I wouldn't want to be emptying the dust bin/bag and bringing it downstairs (especially in the summer…well, probably not in the winter either). Maybe your attic has a lot of headroom and that won't be a problem. It may also be sucking conditioned air out of your garage unless you discharge it back into the shop area. There's probably some pother things, like noise transmission into the house (if it's attached), but it does free up some room in the garage and sometimes you do what you have to do. If it's a true 2 HP collector, I don't think you'll have any issues performance wise.


----------



## Devereauxrf (Jul 1, 2018)

Thanks for the reply Fred. You brought up some things that i may have not mentioned. My garage is not attached, I have a pull down set of steps to get into the attic and in the center of the trusses it is all plywood. The concern I guess that I have is if it is too hot up there in the summer because it does get very hot and if that would affect performance. Part of the reason for wanting to do this is to free up space and i feel like it would be very easy to run the duct work in the attic and then have drops that just come down. I could be wrong tho.


----------



## wapakfred (Jul 29, 2011)

The heat won't affect performance, the DC will still spin at it's designated speed and move the air. It might (I have no idea) shorten it's life. The motor is going to be awfully hot up there…some motors can take a certain amount of heat and not be affected, and some cannot. Remember you will going up there in the heat (maybe) to service it when needed. The duct would be easy to run up there unless your drops are right at the edge of the eaves, it might be a little tough crawling there to set your piping. You'll have to engineer a switching arrangement as well, though I don't see that being very hard to do. On last thing, if your dust catcher is plastic bags they might get hot enough to soften and explode.


----------



## PlentyFarmLLC (Aug 25, 2020)

If you have any kind of fossil fuel heat or combustion appliance forget the whole idea unless you design a way to vent the air that went through the collector back into the shop. You will create a negative pressure situation that can bring carbon monoxide into your shop and potentially kill you.
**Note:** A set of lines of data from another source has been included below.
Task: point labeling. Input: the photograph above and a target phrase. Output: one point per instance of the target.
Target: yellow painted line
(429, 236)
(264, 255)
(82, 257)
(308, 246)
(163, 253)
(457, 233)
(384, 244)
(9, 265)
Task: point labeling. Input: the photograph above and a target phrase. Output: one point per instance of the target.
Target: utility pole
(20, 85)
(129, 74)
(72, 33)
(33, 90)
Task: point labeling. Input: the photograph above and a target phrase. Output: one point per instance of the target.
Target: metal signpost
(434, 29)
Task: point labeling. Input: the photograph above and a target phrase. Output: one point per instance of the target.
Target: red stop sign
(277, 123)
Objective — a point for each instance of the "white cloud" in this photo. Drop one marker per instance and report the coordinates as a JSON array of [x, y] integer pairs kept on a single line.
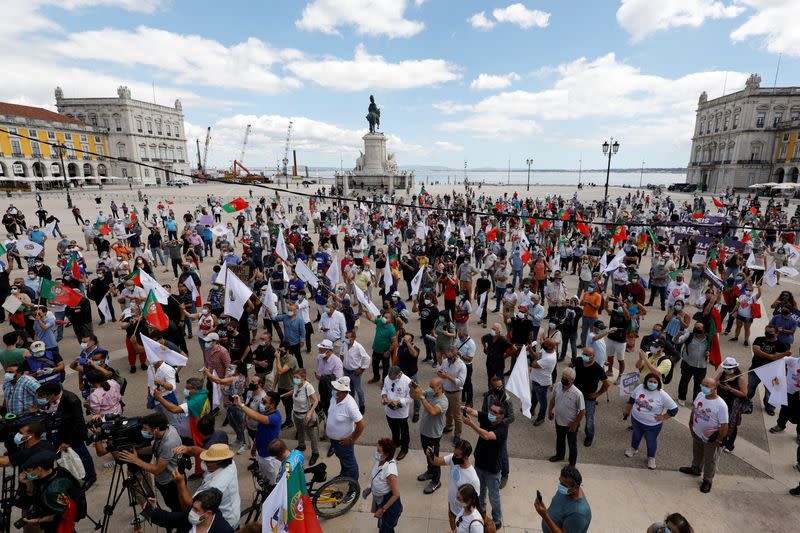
[[184, 59], [585, 89], [775, 21], [491, 81], [522, 16], [480, 22], [641, 18], [367, 71], [447, 146], [369, 17]]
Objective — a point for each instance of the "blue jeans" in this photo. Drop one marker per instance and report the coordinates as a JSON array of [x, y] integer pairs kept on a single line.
[[539, 397], [591, 405], [356, 388], [347, 459], [86, 459], [650, 434], [491, 482]]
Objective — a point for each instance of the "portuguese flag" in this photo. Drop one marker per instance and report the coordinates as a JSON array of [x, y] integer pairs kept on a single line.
[[154, 314], [235, 205]]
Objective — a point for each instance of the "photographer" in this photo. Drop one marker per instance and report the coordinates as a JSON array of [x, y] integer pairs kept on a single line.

You will lose heat or AC. I have a similar setup and its not that bad but it happens. Depends on how much it runs.

Consider a chip collector of some kind on the shop level before the DC. The majority of what you collect will be in it. Then you just have fines in the bag in the attic.

Also consider venting outside with no bags, just the chip collector. You also vent out a lot of noise so you have to really be detached.

As for motor heat an external fan thermostatically switched would help.

If you have bags you still need to go up and shake the fines out of the top bag regularly.


----------